今年ビジネスの世界でかなり話題になったのが、いわゆる「働かないオジサン」である。職場にいる中高年男性のうち相当部分が、出世はもちろん、仕事そのものに意欲・関心を失い、仕事を周りに任せて何もしない状態だという。今年、ネット・雑誌・ビジネス書では、働かないオジサンの呆れた実態や対処方法、あるいは若手に「年を取って働かないオジサンにならないようにするにはどうするべきか」を指南する記述が目立った。

しっかり調べたわけではないが、働かないオジサンというのは、日本独特の現象であろう。アメリカでは定年制がないので(定年制は人権侵害で法律違反!)、労働者は、高齢になって満足に仕事ができなくなったら自ら退職するのが普通だ。

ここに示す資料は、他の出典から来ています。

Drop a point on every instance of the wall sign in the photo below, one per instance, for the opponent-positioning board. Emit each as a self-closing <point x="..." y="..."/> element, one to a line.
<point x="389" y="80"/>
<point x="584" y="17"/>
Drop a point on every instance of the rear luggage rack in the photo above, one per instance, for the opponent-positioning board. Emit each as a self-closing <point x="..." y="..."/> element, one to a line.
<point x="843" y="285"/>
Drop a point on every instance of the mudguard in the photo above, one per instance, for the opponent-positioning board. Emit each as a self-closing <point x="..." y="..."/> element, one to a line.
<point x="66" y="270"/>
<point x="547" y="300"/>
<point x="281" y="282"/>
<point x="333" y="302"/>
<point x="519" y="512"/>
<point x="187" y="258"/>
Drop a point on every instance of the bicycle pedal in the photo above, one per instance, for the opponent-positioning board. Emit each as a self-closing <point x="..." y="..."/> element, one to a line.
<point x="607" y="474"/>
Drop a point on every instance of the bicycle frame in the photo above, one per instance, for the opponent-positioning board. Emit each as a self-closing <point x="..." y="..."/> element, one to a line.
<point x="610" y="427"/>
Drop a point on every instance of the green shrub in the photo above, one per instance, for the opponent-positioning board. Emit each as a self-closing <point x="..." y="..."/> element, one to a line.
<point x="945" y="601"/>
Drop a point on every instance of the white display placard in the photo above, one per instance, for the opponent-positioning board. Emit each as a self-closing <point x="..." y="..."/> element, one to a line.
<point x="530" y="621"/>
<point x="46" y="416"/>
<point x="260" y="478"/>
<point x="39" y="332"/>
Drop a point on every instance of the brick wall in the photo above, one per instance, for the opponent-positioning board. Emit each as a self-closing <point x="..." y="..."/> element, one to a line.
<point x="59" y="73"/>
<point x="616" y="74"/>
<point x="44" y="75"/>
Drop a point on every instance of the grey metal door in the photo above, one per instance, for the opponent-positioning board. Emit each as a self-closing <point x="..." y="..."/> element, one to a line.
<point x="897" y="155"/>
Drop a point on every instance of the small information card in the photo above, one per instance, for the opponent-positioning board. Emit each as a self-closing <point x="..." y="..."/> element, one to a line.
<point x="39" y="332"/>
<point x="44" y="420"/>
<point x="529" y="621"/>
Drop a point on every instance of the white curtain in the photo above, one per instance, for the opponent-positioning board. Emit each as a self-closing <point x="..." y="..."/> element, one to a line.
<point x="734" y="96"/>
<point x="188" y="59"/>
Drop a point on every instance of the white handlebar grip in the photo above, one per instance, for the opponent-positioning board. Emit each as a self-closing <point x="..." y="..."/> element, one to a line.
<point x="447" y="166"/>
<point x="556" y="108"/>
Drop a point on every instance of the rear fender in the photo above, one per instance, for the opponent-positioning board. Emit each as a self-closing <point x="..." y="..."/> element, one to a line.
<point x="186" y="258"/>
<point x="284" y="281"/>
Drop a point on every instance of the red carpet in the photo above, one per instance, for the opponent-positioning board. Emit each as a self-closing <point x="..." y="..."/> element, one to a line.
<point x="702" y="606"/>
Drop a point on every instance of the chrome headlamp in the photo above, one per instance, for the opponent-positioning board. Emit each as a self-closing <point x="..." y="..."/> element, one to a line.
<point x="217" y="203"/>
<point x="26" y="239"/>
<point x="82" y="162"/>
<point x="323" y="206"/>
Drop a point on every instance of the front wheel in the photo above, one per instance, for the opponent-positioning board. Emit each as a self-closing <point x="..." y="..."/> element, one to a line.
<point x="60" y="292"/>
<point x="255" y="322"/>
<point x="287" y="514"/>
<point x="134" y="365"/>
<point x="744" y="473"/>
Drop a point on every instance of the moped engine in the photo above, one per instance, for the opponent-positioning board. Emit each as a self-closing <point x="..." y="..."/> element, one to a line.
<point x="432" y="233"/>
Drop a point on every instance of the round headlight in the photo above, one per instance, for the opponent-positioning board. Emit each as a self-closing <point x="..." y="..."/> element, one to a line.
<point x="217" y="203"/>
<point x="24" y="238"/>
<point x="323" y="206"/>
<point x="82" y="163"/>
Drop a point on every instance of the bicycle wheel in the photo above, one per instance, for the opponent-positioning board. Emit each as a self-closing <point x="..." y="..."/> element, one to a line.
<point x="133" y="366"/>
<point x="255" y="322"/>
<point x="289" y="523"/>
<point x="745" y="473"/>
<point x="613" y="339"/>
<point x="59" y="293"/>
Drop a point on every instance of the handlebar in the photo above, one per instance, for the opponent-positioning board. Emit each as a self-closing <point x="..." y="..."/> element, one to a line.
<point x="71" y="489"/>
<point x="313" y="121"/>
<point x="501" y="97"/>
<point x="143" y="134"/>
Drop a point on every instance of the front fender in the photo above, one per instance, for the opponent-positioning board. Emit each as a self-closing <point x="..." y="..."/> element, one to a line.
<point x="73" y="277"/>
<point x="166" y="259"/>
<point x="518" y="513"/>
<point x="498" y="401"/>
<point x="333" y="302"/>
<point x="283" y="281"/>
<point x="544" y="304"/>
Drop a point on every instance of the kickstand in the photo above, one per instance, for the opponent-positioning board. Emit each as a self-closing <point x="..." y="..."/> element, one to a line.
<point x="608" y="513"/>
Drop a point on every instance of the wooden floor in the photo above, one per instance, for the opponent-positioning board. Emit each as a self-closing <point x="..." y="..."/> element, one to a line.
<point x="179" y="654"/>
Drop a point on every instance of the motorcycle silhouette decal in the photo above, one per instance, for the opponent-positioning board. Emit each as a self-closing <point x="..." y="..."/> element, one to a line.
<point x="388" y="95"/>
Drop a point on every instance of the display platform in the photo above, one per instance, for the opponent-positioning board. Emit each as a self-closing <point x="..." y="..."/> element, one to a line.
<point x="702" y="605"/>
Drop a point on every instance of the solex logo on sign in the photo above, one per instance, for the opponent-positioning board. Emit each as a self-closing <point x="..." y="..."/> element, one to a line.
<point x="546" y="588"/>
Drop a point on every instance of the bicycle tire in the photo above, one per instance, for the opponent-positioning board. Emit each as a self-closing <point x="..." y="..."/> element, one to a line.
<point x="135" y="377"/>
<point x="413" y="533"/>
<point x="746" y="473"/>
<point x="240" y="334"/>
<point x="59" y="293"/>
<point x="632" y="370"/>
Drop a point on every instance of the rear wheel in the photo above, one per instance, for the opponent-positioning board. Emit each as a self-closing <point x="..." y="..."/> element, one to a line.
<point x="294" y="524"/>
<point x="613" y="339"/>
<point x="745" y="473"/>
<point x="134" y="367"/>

居座ろうとする社員を会社が解雇することも比較的容易だ。仕事をしない人が延々と会社に居座り続けることはない。

それに対し日本では、60歳とか65歳の定年があり、それまで会社は仕事をしないという程度の理由で労働者を解雇することができない。働かないオジサンが会社に居残ってしまうことを排除できないのだ。オジサンが悪いというより、そういう存在が認められる雇用規制のあり方が避難されるべきだ。

働かないオジサンは、会社に対して様々な害悪をもたらす。本人に支払う人件費が無駄になるだけでなく、仕事を押し付けられる若手のモチベーションを低下させ、職場の生産性を低下させる。ひいては、職場の風土を悪化させ、会社全体を蝕んでしまう可能性がある。

さすがにクビを切るのは難しいものの、何らかの対策が必要だろう。若年層に賃金を抑えてその分を高齢期に後払いするというやり方を改め、その時々の働きに見合った給料を払うという賃金改革に取り組むべきだ。

ところで、働かないオジサンなんて昔からどの職場にもいたはずなのに、今になって話題を呼んでいるのはなぜだろうか。

一つには、働かないオジサンの絶対数が増えている可能性がある。そもそもこの世代は人口が多く、高度成長期に大量採用した社員がたくさん残っている。年金受給開始年齢の引き下げに合わせて定年が60歳から順次65歳に繰り下がっており、各社で中高年社員が増えている。

もう一つ、職場における人間関係の変化が影響しているように思う。一昔前は、職場で働かない(または仕事ができない)社員がいたら、周りの人たちが手伝って一緒になって片づけたので、働かないオジサンが目立たなかった。しかし最近は、職場のコミュニケーションが希薄化し、働かないオジサンが職場で孤立するようになり、その存在がクローズアップされるようになった。

とくに後者は、日本企業にとって大きな問題ではないだろうか。

高コスト体質、リーダーシップの不在、イノベーションの不足などさまざまな問題点を指摘されている今日の日本企業において、今なお世界に誇れるのが、モチベーションの高い社員が一致団結してチームワークを発揮していることである。しかし、若手社員が「働かないオジサンのせいでサービス残業が多くて、やんなっちゃうよ」と言っているような企業は、こうしたチームワークが崩壊している状態と考えて間違いない。

働かないオジサンは、日本の硬直化した雇用規制の象徴で、それ自体が大きな問題だが、その存在がクローズアップされてしまうチームワークの崩壊も、より大きな問題と思うのである。